The effect of acidified enteral feeds on gastric colonization in critically ill patients: results of a multicenter randomized trial. Canadian Critical Care Trials Group

Crit Care Med. 1999 Nov;27(11):2399-406. doi: 10.1097/00003246-199911000-00013.


Objective: To evaluate the effect of acidified enteral feeds on gastric colonization in critically ill patients compared with a standard feeding formula.

Design: Randomized, double-blind, multicenter trial.

Setting: Eight mixed intensive care units at tertiary care hospitals.

Patients: We recruited mechanically ventilated critically ill patients expected to remain ventilated for >48 hrs. We excluded patients with gastrointestinal bleeding, acidemia, and renal failure requiring dialysis. We enrolled 120 patients; 38% were female, age (mean +/- SD) was 57.6+/-19.3 yrs, and Acute Physiology and Chronic Health Evaluation II score (mean +/- SD) was 21.6+/-7.6.

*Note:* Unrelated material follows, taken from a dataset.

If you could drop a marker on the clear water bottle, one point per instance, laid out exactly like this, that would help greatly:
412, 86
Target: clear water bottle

Interventions: Vital High Nitrogen (Abbott Laboratories, Ross Products Division, Columbus, OH) was used as the standard feeding formula for the control group (pH = 6.5). Hydrochloric acid was added to Vital High Nitrogen to achieve a pH of 3.5 in the experimental group.

Measurements and main results: The main outcome measure was gastric colonization. Secondary outcomes included gastric pH, pneumonia, and mortality. The mean gastric pH in patients receiving acid feeds was lower (pH = 3.3) compared with controls (pH = 4.6; p<.05). One patient (2%) on acid feeds was colonized in the stomach with pathogenic bacteria, compared with 20 patients (43%) in the control group (p<.001). There was no difference in the incidence of pneumonia (6.1% in the acid feeds group vs. 15% in the control group; p = .19). Overall, there were 15 deaths in the acid feeds group and seven in the control group (p = .10); four patients in the acid feeds group and three in the control group died during the study period (p not significant).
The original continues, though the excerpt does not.